A ‘massive’ data breach occurred at Hannaford Bros supermarkets over a 3-month period in 2007-08, resulting in the theft of customer financial information. Class proceedings were initiated, but a Maine judge has recently declined to certify the action, which sought recovery of costs incurred in obtaining new credit and debit cards, identity theft insurance and credit monitoring: In re Hannaford Bros Co Customer Data Security Breach Litigation (D Me, 20 March 2013).

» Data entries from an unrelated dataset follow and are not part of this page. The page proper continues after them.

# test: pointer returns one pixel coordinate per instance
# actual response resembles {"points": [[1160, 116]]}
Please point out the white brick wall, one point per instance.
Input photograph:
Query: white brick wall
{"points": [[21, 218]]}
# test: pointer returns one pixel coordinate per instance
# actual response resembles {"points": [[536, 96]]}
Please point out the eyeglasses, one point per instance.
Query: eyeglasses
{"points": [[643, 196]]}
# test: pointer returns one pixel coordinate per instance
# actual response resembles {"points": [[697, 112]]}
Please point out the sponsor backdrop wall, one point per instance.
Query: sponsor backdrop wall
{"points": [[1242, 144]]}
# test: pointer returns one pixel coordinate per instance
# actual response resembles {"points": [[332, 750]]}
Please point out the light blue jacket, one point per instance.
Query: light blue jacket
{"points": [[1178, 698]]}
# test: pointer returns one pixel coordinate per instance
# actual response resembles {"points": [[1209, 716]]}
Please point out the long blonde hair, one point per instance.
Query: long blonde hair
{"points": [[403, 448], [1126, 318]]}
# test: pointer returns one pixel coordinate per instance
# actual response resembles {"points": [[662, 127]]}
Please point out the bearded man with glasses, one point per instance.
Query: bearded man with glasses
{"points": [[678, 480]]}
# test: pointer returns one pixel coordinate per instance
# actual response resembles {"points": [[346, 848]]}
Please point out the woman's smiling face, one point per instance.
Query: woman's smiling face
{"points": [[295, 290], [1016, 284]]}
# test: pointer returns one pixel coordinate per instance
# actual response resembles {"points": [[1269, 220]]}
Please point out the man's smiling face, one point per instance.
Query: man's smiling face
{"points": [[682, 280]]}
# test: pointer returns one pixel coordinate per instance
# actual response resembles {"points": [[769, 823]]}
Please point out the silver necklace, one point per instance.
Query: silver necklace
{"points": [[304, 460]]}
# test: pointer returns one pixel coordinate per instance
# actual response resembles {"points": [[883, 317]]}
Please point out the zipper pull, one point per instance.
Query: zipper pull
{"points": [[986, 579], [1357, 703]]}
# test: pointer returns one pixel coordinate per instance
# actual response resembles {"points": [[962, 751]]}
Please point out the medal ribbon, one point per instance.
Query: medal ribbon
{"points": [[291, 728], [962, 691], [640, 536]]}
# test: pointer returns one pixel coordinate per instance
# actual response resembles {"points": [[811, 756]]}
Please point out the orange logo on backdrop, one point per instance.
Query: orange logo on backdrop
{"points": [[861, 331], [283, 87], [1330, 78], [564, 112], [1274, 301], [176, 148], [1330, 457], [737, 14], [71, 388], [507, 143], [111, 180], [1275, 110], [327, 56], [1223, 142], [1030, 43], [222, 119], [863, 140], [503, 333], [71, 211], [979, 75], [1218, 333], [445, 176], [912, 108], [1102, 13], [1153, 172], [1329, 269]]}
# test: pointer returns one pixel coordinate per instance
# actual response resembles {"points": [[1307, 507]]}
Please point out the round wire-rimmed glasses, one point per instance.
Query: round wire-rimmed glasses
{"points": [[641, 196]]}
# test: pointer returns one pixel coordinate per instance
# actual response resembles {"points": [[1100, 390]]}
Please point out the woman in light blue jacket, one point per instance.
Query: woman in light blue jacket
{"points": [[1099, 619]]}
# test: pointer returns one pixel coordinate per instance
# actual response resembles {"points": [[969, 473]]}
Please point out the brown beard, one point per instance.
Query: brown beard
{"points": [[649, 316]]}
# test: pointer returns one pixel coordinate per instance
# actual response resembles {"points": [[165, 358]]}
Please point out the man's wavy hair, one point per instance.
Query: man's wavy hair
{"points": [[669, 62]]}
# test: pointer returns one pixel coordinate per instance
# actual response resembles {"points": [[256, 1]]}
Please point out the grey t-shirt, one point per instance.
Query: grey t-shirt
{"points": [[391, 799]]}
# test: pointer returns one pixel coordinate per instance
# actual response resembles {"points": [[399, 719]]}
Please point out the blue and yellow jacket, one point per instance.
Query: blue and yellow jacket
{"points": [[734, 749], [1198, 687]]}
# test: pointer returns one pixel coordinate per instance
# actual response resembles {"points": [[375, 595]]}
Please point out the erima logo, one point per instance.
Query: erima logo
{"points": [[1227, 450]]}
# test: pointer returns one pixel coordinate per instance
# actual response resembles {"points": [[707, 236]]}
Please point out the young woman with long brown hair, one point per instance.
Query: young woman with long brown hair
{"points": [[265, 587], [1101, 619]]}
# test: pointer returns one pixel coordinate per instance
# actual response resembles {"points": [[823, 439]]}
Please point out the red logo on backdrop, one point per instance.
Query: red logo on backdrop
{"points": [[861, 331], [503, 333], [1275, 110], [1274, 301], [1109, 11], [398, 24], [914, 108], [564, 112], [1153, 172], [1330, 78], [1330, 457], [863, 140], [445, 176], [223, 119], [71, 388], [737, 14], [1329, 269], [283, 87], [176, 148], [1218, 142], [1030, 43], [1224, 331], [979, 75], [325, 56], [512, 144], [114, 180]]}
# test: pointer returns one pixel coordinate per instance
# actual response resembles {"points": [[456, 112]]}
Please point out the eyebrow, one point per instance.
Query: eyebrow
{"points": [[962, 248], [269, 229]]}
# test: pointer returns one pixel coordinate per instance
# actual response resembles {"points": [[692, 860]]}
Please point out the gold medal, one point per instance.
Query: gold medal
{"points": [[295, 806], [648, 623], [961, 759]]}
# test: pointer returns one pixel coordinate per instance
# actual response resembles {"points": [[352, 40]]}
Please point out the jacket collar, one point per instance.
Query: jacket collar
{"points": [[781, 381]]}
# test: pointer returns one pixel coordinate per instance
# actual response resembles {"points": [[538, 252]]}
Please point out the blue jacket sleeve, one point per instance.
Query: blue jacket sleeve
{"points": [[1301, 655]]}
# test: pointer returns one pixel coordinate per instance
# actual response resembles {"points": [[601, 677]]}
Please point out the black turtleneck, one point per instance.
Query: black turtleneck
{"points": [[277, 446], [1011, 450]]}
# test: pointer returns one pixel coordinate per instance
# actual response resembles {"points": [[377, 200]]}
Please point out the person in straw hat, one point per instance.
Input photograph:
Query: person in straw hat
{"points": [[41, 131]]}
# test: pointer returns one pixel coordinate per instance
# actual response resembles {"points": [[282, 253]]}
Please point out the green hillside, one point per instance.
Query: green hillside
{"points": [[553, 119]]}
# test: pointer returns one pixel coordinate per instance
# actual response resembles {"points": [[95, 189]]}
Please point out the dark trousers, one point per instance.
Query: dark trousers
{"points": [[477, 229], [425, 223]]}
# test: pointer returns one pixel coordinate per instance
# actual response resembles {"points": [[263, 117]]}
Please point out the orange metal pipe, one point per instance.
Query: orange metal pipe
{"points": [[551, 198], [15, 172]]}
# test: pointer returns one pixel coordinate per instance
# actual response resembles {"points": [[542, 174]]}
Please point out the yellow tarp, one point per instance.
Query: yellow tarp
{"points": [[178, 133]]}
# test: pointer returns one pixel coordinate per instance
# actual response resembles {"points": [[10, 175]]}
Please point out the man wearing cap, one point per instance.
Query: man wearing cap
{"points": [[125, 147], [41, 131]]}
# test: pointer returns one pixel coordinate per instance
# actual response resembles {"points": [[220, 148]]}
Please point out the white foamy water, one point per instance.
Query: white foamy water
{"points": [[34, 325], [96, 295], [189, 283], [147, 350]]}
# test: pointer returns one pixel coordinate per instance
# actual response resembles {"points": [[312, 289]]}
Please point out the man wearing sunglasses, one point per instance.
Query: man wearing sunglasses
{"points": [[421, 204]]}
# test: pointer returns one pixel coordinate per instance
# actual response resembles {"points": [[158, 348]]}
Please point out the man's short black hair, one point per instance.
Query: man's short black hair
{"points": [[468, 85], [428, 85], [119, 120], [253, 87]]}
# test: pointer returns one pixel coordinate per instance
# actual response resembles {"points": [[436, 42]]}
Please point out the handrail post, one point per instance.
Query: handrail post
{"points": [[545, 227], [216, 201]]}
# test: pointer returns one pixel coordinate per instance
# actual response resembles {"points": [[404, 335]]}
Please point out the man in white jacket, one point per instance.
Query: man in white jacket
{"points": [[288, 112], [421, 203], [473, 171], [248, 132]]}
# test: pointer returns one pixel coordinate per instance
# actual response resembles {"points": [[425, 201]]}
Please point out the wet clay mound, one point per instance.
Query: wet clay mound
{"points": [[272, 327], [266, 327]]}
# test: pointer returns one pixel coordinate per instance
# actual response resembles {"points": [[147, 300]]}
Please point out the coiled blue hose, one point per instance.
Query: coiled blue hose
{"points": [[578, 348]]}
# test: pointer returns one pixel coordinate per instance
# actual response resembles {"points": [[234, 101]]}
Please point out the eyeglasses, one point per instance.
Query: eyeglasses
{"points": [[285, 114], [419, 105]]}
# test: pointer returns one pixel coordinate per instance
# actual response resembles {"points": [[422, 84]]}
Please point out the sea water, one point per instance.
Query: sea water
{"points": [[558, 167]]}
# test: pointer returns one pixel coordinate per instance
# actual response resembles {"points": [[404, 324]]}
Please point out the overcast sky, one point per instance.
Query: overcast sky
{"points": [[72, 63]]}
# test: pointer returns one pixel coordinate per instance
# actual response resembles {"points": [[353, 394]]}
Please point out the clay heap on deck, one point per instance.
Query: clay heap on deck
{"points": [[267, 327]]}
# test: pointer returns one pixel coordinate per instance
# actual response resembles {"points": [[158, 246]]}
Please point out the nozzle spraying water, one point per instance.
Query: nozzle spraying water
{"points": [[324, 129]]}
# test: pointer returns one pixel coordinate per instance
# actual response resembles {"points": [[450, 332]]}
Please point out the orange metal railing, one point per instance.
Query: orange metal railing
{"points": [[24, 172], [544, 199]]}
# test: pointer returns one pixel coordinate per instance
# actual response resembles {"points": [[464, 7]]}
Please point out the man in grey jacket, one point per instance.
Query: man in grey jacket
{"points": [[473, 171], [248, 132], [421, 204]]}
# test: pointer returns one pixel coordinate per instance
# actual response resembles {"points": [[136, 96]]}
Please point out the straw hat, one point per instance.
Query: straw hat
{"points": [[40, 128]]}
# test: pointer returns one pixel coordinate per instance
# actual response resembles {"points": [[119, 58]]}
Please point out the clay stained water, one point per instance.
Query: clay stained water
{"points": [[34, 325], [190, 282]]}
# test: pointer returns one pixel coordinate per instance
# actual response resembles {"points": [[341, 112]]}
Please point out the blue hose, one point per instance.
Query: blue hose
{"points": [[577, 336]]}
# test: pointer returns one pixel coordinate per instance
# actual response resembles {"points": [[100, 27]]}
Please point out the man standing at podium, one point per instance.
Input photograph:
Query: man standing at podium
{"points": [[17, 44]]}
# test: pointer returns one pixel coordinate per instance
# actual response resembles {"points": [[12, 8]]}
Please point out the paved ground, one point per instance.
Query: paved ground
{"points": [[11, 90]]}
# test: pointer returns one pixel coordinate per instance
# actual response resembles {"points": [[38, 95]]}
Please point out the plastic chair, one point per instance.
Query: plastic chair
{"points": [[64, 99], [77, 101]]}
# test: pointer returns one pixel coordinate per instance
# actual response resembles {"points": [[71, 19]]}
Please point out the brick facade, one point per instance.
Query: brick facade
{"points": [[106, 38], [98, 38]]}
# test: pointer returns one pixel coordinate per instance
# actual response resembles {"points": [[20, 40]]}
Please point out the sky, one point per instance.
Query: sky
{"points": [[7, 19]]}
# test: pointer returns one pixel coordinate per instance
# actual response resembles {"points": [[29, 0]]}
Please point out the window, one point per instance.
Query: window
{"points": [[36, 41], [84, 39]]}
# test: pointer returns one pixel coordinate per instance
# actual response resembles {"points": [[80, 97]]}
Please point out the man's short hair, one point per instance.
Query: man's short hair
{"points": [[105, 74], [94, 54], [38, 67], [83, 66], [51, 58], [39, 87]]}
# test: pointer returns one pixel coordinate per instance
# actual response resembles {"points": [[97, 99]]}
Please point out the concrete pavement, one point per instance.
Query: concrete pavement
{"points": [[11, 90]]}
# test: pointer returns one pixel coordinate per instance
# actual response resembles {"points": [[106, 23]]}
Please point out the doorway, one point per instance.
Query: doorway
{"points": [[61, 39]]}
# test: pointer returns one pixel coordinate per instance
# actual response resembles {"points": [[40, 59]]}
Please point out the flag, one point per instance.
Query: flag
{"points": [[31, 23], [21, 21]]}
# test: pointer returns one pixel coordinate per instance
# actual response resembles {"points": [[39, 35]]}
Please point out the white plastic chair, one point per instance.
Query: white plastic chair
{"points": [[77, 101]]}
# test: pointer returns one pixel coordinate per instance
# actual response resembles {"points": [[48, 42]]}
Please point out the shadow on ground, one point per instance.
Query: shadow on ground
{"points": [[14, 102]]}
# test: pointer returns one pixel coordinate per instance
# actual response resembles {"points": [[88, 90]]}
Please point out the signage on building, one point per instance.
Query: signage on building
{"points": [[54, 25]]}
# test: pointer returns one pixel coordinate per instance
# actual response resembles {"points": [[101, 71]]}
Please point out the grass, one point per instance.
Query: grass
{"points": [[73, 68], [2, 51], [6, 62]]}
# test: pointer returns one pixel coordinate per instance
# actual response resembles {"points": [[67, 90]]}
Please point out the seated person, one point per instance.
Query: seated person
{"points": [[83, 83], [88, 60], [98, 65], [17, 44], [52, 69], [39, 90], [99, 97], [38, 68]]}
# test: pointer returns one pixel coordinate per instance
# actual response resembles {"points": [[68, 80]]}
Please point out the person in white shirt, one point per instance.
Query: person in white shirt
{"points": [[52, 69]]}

Hornby J of the district court thought that based on the number of Hannaford customers who applied for replacement cards during the relevant period, the proposed class probably met the ‘numerosity’ requirement (even if not all replacement applications were necessarily related to the data breach). This was an appropriate case for class proceedings because the very small amounts being sought by any single customer would not make individual actions worthwhile — although the judge was clearly concerned that the only people who really stood to gain from the litigation were the plaintiffs’ lawyers, any ‘modest measure of corporate deterrence’ notwithstanding. The commonality requirement was also satisfied: even though it wasn’t clear whether Hannaford’s liability might be for negligence or breach of contract, or whether its actions were the cause of loss, it was clear that all class members had the same case to make. Where things broke down for the plaintiffs was when the judge considered the economic effects of the data breach. While all appeared to have suffered some loss as a result of it, not everyone responded in the same way: some had fraudulent charges to their accounts while others did not; only some bought insurance or credit monitoring; not all paid fees for obtaining or expediting delivery of new cards. It could be said that all members of the class had been required to mitigate loss as a result of the data breach, but in the end individual issues of causation and loss would predominate over class issues.